Bottle Alex, Mariscalco Giovanni, Shaw Matthew A, Benedetto Umberto, Saratzis Athanasios, Mariani Silvia, Bashir Mohamad, Aylin Paul, Jenkins David, Oo Aung Y, Murphy Gavin J
Dr Foster Unit, Department of Primary Care and Public Health, School of Public Health, Imperial College, London, United Kingdom.
Leicester Cardiovascular Biomedical Research Unit & Department of Cardiovascular Sciences, Glenfield Hospital, University of Leicester, United Kingdom
J Am Heart Assoc. 2017 Mar 14;6(3):e004913. doi: 10.1161/JAHA.116.004913.
Thoracic aortic disease has a high mortality. We sought to establish the contribution of unwarranted variation in care to regional differences in outcomes observed in patients with thoracic aortic disease in England.
Data from the Hospital Episode Statistics (HES) and the National Adult Cardiac Surgery Audit (NACSA) were extracted. A parallel systematic review/meta-analysis through December 2015, and structure and process questionnaire of English cardiac surgery units were also accomplished. Treatment and mortality rates were investigated. A total of 24 548 adult patients in the HES study, 8058 in the NACSA study, and 103 543 from a total of 33 studies in the systematic review were obtained. Treatment rates for thoracic aortic disease within 6 months of index admission ranged from 7.6% to 31.5% between English counties. Risk-adjusted 6-month mortality in untreated patients ranged from 19.4% to 36.3%. Regional variation persisted after adjustment for disease or patient factors. Regional cardiac units with higher case volumes treated more-complex patients and had significantly lower risk-adjusted mortality relative to low-volume units. The results of the systematic review indicated that the delivery of care by multidisciplinary teams in high-volume units resulted in better outcomes. The observational analyses and the online survey indicated that this is not how services are configured in most units in England.
Changes in the organization of services that address unwarranted variation in the provision of care for patients with thoracic aortic disease in England may result in more-equitable access to treatment and improved outcomes.
胸主动脉疾病死亡率很高。我们试图确定在英国,不必要的医疗差异对胸主动脉疾病患者观察到的区域结局差异的影响。

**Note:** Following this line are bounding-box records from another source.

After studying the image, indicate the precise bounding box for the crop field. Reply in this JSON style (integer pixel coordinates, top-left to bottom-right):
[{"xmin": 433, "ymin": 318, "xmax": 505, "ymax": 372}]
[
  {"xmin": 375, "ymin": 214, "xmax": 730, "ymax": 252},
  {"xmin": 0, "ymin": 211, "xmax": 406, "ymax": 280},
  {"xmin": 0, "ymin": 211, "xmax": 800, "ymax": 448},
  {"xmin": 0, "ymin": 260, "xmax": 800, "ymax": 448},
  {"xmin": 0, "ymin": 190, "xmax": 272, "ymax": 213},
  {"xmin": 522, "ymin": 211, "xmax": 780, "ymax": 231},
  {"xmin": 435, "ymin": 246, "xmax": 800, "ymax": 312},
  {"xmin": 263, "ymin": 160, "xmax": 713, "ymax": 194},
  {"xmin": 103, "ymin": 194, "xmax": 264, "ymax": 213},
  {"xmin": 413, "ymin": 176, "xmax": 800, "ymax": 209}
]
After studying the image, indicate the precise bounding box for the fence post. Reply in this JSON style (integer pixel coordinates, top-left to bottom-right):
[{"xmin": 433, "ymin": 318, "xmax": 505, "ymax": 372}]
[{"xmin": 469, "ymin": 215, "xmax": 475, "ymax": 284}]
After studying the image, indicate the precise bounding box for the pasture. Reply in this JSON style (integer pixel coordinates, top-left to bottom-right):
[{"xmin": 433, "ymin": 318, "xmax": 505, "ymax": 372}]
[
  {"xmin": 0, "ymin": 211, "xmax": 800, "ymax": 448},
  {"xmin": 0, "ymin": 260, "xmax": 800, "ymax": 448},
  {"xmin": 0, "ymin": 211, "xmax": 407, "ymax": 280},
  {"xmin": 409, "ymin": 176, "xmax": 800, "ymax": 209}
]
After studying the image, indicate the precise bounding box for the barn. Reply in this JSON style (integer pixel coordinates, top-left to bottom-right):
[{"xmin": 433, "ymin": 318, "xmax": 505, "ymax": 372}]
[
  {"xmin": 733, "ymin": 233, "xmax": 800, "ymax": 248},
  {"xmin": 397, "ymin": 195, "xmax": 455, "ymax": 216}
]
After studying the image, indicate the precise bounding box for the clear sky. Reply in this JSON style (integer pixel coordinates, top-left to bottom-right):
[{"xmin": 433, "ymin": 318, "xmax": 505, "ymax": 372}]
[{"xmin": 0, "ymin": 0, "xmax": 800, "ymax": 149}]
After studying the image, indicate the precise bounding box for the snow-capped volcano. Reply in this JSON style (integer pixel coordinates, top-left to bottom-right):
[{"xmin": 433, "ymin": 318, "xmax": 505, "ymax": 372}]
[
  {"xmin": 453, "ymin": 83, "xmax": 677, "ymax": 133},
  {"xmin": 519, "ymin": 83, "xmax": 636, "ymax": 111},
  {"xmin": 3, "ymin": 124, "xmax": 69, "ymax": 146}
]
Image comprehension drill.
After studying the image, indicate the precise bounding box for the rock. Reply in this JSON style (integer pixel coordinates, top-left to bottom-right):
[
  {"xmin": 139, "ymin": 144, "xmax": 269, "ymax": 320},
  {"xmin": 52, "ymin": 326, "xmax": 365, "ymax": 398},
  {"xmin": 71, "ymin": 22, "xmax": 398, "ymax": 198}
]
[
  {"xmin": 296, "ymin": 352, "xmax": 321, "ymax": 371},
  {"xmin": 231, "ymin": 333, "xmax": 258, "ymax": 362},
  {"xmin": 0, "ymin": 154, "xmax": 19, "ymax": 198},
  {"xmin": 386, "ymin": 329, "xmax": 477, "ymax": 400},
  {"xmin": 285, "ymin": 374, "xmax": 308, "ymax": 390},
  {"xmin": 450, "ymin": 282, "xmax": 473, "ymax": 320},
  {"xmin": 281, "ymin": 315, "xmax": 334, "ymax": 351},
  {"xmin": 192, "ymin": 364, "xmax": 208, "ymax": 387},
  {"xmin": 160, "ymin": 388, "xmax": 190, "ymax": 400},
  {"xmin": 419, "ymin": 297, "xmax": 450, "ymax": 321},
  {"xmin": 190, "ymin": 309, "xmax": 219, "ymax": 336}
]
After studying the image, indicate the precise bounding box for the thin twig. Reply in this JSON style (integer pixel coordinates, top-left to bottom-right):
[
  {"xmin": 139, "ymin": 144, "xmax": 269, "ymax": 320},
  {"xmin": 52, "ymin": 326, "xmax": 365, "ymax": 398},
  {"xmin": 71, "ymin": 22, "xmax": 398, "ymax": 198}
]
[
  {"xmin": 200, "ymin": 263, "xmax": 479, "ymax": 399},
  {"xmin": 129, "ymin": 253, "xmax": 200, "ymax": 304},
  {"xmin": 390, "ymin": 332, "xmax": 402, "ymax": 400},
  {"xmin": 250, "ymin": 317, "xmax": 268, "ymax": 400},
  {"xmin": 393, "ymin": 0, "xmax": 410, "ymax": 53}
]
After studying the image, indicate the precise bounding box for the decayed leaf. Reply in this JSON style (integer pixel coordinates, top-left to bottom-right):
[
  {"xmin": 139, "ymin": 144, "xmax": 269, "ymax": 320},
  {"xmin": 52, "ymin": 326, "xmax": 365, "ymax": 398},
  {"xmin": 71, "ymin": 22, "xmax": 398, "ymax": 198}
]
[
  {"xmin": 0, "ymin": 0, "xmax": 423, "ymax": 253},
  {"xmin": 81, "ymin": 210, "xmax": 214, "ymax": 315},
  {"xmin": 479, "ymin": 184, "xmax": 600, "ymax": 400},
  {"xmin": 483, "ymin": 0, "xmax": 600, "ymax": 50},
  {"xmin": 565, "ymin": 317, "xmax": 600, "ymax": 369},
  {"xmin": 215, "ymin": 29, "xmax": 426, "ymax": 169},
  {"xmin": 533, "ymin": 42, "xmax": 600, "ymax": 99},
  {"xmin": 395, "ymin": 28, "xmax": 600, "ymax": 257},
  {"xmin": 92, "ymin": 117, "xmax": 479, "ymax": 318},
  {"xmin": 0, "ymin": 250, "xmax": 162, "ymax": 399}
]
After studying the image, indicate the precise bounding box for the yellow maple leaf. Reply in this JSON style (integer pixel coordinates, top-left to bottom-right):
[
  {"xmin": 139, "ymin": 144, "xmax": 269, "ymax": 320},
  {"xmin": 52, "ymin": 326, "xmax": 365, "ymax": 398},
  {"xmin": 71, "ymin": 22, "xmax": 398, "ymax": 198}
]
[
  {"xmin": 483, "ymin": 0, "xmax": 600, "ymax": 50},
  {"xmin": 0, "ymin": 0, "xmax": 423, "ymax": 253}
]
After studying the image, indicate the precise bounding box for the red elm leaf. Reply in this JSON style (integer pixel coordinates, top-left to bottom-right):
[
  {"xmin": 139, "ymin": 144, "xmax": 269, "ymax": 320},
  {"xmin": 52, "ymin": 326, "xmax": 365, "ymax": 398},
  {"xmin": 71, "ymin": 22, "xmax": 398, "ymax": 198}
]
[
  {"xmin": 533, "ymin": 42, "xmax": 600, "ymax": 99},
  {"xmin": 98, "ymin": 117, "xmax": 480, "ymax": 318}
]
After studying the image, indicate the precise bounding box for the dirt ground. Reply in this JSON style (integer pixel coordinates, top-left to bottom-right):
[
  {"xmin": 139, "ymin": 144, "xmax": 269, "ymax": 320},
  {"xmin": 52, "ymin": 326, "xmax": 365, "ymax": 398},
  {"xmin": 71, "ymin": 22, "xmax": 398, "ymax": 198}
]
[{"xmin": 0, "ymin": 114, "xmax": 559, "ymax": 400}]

提取了医院事件统计(HES)和国家成人心脏手术审计(NACSA)的数据。还完成了截至2015年12月的平行系统评价/荟萃分析,以及对英国心脏外科单位的结构和流程问卷调查。对治疗率和死亡率进行了调查。HES研究中共有24548例成年患者,NACSA研究中有8058例,系统评价中来自33项研究的共有103543例。在英格兰各郡之间,首次入院后6个月内胸主动脉疾病的治疗率在7.6%至31.5%之间。未经治疗患者的风险调整后6个月死亡率在19.4%至36.3%之间。在对疾病或患者因素进行调整后,区域差异仍然存在。病例数较多的区域心脏单位治疗的患者病情更复杂,与病例数较少的单位相比,风险调整后的死亡率显著更低。系统评价的结果表明,多学科团队在病例数较多的单位提供护理可带来更好的结局。观察性分析和在线调查表明,英国大多数单位的服务配置并非如此。
改变服务组织方式,解决英国胸主动脉疾病患者护理提供中不必要的差异,可能会使治疗机会更加公平并改善结局。